Call-to-Stage™ is how speakers, panelists, and participants come on stage in miingl.
Instead of promoting people to co-hosts or teaching them how to broadcast, Call-to-Stage™ lets you bring speakers on stage instantly—whether they’re asking a question, joining a panel, or presenting to the group.
This guide shows how to use Call-to-Stage™ to support panels, presentations, Q&A, and shared dialogue while keeping sessions fluid, human, and easy to manage.
In most webinars, audience members can’t meaningfully join the conversation. Questions are typed into chat, filtered, and read aloud—if they’re addressed at all. There’s no simple way for someone to speak with their voice and video.
In traditional video conferencing tools, participation usually requires instructions:
mute yourself
raise your hand
wait to be called on
unmute at the right moment
This adds friction and breaks conversational flow.
Call-to-Stage™ removes that friction.
On miingl:
participants raise their hand when they’re ready
you bring them on stage with a single click
their audio and video are live immediately
There’s no role switching, no broadcasting setup, and no coaching required. Participation becomes a natural extension of the conversation rather than a technical event.
The result is dialogue that feels visible, shared, and human—without sacrificing control.
With spotlighting and grid layout, Call-to-Stage™ supports far more than quick questions.
It works especially well for:
panel discussions
bringing speakers on stage for presentations
interactive Q&A sessions
rotating contributors during a session
Once on stage, speakers can:
remain up for extended periods
be spotlighted or shown equally in a grid
share their screen when appropriate
You decide how long someone stays on stage and how they’re presented—without changing their role or permissions.
A common flow looks like this:
You begin your broadcast session or segment
You invite speakers or participants to raise their hand
When a hand is raised:
you hear a notification
you see the raised hand indicator
You add the participant to the stage with one click
There is no separate invitation to accept.
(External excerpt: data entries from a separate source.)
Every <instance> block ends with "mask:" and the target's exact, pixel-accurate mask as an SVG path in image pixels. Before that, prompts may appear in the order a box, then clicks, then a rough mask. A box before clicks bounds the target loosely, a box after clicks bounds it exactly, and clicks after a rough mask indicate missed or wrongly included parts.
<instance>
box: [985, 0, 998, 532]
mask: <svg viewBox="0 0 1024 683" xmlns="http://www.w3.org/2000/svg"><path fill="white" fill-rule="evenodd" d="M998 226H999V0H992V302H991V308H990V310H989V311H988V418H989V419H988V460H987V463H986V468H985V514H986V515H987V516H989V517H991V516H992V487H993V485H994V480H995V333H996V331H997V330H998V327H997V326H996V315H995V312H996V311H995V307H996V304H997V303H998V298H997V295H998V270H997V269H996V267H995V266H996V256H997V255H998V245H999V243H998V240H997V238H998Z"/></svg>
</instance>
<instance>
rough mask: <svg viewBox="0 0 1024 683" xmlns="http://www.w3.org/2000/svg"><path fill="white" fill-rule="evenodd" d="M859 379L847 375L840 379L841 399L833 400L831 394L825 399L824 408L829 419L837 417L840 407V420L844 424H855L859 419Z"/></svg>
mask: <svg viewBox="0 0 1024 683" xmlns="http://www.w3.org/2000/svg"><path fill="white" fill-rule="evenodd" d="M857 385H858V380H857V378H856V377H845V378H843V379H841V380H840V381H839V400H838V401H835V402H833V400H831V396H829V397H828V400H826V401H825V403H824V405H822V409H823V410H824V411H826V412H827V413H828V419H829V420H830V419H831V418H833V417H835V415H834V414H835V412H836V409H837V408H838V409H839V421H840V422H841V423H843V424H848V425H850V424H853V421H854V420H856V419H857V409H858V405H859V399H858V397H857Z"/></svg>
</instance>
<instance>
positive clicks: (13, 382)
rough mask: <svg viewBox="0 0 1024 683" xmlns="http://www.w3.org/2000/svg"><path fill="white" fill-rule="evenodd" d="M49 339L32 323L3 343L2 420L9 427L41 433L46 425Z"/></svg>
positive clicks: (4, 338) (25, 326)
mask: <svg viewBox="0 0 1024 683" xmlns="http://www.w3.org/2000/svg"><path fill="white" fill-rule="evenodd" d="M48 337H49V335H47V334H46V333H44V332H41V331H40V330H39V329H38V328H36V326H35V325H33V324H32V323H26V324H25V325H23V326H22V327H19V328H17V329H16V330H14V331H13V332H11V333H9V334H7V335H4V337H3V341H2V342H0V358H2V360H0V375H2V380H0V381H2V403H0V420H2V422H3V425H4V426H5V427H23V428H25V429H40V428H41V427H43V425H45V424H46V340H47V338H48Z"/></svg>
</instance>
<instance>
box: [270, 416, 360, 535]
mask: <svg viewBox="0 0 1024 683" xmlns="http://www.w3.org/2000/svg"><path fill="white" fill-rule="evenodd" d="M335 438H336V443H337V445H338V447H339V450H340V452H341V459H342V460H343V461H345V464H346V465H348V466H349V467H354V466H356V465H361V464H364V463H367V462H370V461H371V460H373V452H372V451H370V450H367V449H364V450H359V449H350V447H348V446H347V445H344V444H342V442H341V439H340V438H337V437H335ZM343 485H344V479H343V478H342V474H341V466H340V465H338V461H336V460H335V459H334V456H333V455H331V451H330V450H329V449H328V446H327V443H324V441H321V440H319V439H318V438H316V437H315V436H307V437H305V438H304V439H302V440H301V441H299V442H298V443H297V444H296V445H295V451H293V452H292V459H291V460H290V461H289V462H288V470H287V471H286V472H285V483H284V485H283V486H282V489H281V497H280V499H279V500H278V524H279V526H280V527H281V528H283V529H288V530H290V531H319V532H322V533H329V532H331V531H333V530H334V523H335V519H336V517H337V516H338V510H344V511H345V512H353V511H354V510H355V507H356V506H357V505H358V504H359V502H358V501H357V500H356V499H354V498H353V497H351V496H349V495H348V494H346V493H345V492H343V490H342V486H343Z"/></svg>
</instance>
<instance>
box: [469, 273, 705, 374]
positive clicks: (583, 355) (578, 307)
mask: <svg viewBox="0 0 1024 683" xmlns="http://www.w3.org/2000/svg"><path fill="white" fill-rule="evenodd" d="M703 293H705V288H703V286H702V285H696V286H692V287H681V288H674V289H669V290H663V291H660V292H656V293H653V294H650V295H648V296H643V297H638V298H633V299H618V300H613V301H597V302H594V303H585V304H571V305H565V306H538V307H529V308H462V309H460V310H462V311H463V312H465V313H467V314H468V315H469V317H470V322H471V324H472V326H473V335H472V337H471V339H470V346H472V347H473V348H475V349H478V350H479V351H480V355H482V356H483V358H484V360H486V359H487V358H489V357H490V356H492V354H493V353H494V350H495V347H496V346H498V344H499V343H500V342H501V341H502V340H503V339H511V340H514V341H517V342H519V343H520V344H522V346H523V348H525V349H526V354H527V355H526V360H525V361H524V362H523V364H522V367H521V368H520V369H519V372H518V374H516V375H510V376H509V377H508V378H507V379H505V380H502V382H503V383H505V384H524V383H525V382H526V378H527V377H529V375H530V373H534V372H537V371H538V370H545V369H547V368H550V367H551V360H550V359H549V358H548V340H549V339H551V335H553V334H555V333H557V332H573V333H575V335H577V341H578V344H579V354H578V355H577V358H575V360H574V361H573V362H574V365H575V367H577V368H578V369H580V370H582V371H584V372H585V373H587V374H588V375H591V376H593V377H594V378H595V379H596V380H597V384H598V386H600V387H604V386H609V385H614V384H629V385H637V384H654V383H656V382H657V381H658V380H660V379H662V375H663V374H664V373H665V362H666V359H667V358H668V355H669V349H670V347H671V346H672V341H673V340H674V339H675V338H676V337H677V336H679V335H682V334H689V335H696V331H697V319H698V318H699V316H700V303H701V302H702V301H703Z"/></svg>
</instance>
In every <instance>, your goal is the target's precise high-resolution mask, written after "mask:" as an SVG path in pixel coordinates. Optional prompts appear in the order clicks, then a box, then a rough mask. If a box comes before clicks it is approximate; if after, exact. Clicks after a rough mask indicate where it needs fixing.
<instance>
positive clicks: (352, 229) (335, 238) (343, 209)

The raised hand is the consent.
This makes it easy to bring speakers on stage smoothly, even if they’ve never used miingl before.
Once someone is on stage:
their audio and video are live
Unless they are muted or their camera is disabled
everyone can see and hear them clearly
Treat this like a real, in-person exchange:
greet people by name
allow them to finish their thoughts
let the conversation breathe
Call-to-Stage™ works best when it feels conversational, not procedural.
After speakers are on stage, you can shape how they appear using:
Grid Layout to show all speakers equally
Spotlight (Single) to focus on one person
Spotlight (Multiple) to highlight several speakers
This lets you support:
panels
presentations
focused Q&A moments
For details on how to use these features, see:
How to Use Spotlight on Broadcast
Sharing Your Screen on miingl
Call-to-Stage™ gets people on stage. Layout and spotlighting shape how the moment is experienced.
Participants can:
step off stage when they’re finished
As the host, you can also:
remove someone from the stage using the exit (X) control on their video head
This should feel like closing a moment, not cutting someone off. A simple “thank you” helps transitions feel natural.
To keep sessions flowing well, avoid:
leaving too many people on stage at once
keeping speakers up when discussion would work better in clusters
pulling someone on stage without context
using the stage for long, one-way monologues
If the discussion starts branching, encourage clustering instead.
Think of:
Call-to-Stage™ as how people step onto the main floor
Spotlighting and layout as how you frame the moment
Clusters as where deeper side conversations happen
Good facilitation moves intentionally between all three.